I'm using XTEA to encrypt passwords that I store in a database. (I need to be able to decrypt these passwords later to log in on another system.) But now I have noticed something: if I decrypt a password using a different key I can still see some of the patterns in the plain text. I am not worried about an attack against the XTEA encryption, I am worried about an attack against the other systems that use the encrypted passwords.
Password A = "111222111" Password B = "222111222"
I encrypt these with some key, then decrypt them with another key. The output is something like:
A: qqqwwwqqq B: wwwqqqwww
(Using q and w for readability, it's actually 2 illegible characters.) As you can see, for weak passwords this can reveal a lot of information that can make brute force or dictionary attacks against these passwords a lot easier:
- The length of the password.
- Patterns of the same character in a password.
- Patterns in different passwords.
The assumptions here are:
- The attacker has access to several encrypted passwords and salts.
- The attacker has no access to the encryption key and this key is sufficiently strong.
- The attacker is only interested in the plain-text.
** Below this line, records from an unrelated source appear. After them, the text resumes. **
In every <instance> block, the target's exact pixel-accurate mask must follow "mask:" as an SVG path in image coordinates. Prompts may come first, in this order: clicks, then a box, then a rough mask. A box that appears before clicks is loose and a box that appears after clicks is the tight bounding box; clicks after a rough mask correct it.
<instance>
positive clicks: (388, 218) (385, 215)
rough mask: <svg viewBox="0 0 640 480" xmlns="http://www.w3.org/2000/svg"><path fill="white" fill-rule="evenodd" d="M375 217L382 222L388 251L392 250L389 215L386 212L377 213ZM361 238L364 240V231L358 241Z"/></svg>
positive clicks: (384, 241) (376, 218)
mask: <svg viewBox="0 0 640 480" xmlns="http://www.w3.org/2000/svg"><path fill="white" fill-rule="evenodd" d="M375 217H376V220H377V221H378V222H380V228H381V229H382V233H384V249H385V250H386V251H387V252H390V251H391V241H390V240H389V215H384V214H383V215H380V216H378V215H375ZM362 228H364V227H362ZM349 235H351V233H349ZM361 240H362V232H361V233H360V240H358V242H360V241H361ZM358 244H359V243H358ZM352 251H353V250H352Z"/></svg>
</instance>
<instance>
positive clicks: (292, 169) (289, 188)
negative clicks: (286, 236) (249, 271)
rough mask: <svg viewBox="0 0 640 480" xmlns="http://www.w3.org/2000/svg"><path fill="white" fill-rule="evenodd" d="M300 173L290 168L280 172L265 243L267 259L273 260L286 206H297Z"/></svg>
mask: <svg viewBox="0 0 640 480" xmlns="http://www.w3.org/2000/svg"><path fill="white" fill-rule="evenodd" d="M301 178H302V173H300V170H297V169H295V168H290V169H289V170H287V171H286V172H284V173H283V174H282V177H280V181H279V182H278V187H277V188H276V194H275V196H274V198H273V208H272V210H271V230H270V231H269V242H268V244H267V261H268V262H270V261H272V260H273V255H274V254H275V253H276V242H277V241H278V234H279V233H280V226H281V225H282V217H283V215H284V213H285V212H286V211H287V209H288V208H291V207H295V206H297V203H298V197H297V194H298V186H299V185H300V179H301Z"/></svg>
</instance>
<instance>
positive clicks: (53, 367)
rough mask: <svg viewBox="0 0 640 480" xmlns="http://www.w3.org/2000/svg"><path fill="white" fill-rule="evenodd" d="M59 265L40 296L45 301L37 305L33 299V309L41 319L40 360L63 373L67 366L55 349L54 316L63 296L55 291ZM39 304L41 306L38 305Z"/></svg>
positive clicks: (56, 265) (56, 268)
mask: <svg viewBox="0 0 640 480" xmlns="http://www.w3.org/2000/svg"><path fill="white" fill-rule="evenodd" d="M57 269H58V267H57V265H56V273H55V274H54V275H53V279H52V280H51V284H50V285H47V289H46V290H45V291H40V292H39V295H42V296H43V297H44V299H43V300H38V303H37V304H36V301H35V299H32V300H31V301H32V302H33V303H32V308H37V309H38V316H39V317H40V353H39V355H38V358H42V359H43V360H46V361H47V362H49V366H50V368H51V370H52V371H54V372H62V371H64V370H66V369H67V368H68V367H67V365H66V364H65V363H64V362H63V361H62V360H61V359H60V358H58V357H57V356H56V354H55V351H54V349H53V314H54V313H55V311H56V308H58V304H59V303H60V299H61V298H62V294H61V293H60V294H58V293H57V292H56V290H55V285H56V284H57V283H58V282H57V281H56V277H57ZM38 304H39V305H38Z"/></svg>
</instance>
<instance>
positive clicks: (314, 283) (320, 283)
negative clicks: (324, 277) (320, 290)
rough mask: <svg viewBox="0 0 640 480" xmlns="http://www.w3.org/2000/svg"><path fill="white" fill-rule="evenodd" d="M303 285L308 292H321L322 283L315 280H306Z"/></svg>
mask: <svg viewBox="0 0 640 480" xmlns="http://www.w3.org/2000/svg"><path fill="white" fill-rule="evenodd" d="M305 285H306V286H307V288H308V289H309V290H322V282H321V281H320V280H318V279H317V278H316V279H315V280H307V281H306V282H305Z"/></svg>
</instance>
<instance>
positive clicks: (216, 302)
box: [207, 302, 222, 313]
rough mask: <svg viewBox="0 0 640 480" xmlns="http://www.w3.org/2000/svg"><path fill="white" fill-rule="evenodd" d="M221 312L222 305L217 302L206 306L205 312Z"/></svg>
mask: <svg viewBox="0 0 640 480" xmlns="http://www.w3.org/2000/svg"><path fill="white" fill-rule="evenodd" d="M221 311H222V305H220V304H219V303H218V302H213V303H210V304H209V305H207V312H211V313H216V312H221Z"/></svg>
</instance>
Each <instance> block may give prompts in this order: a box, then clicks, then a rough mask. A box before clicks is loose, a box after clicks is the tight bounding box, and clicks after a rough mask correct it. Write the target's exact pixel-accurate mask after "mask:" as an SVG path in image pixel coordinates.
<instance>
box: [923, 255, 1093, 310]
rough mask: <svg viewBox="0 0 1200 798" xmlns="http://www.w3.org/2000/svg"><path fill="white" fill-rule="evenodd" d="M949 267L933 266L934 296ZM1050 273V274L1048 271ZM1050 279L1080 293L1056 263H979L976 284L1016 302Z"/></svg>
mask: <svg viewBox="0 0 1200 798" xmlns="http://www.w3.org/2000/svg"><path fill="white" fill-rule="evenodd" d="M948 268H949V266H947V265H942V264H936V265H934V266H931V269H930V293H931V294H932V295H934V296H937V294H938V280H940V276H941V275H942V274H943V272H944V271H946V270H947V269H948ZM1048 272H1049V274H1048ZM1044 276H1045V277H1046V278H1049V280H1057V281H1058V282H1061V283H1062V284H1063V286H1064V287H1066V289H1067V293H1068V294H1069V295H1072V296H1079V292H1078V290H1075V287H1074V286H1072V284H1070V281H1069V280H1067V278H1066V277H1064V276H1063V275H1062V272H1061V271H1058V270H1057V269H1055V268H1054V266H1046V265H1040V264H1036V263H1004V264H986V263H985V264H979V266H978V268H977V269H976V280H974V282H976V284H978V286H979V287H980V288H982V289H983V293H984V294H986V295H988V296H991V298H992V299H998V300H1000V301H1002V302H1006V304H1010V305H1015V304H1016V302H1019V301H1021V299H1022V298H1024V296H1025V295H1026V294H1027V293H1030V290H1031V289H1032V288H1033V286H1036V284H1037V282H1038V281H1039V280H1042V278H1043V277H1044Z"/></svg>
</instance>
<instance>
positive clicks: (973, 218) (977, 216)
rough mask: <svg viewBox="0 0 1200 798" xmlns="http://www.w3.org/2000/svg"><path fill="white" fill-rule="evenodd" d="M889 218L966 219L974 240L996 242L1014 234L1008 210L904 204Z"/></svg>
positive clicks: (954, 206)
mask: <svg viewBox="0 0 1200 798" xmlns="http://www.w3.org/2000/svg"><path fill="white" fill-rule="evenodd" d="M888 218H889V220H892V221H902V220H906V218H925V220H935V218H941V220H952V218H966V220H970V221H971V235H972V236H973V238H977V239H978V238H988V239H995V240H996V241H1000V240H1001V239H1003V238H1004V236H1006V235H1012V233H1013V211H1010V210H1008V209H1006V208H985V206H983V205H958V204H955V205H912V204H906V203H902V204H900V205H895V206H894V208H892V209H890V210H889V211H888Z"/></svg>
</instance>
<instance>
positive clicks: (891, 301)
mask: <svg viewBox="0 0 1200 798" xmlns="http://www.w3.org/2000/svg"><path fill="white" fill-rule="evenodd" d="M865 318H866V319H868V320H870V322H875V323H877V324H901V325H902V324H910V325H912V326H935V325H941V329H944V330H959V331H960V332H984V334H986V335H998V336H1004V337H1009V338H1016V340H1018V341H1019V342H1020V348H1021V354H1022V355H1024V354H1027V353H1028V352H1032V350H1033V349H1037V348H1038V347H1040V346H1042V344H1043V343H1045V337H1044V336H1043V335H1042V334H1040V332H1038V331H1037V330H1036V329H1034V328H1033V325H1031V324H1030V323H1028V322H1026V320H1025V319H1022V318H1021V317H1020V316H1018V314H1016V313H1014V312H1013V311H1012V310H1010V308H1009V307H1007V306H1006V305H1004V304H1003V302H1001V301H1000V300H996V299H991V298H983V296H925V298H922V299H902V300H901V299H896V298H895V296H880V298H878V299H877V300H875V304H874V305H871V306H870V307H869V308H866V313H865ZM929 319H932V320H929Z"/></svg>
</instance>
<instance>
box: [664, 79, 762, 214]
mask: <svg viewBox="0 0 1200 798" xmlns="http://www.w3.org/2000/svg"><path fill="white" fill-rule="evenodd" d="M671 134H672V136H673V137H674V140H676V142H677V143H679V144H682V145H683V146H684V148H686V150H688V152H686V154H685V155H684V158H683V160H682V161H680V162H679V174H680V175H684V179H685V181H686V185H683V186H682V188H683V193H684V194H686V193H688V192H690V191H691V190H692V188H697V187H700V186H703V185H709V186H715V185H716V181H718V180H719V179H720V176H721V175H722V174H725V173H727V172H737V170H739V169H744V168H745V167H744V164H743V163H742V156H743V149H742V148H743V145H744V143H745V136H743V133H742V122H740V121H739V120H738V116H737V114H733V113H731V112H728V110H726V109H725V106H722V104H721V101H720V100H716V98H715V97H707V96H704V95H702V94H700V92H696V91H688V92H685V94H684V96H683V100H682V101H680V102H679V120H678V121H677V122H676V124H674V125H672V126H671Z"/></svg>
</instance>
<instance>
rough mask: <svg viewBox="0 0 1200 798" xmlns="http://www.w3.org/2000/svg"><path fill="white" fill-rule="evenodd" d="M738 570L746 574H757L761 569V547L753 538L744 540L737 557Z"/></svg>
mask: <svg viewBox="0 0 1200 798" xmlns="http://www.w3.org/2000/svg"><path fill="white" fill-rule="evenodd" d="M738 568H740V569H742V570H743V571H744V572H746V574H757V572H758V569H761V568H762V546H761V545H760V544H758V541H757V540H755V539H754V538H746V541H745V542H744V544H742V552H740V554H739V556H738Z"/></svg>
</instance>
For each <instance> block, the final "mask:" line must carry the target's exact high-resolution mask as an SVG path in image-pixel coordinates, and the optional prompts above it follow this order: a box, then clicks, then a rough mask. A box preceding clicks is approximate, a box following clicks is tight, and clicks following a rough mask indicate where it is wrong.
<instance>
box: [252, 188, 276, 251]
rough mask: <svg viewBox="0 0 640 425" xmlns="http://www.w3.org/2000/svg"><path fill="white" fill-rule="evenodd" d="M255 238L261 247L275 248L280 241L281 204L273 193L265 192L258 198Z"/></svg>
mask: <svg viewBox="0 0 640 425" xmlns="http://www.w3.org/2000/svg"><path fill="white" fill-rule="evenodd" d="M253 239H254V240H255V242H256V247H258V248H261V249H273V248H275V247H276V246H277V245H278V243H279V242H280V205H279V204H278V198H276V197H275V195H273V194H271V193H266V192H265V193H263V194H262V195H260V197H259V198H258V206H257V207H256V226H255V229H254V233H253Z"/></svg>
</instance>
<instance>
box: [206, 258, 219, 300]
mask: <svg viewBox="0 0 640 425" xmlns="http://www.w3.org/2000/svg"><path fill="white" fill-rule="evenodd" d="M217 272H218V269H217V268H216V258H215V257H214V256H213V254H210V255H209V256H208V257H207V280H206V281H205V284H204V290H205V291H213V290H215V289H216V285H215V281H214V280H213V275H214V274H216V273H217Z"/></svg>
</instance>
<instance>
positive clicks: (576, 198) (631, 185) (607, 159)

Getting the encryption key can be a means but is not an end.
- The attacker has decompiled the code, obfuscation won't do any good.
- The users are idiots and the passwords are as weak and similar as the above examples.
My questions are :
- Can this be considered a weakness in my program? Or can I wash my hands by telling the users to use stronger passwords?
- Is this normal behaviour for XTEA, or is there something wrong with the implementation I am using?
- Are there other encryption methods that are better suited for this?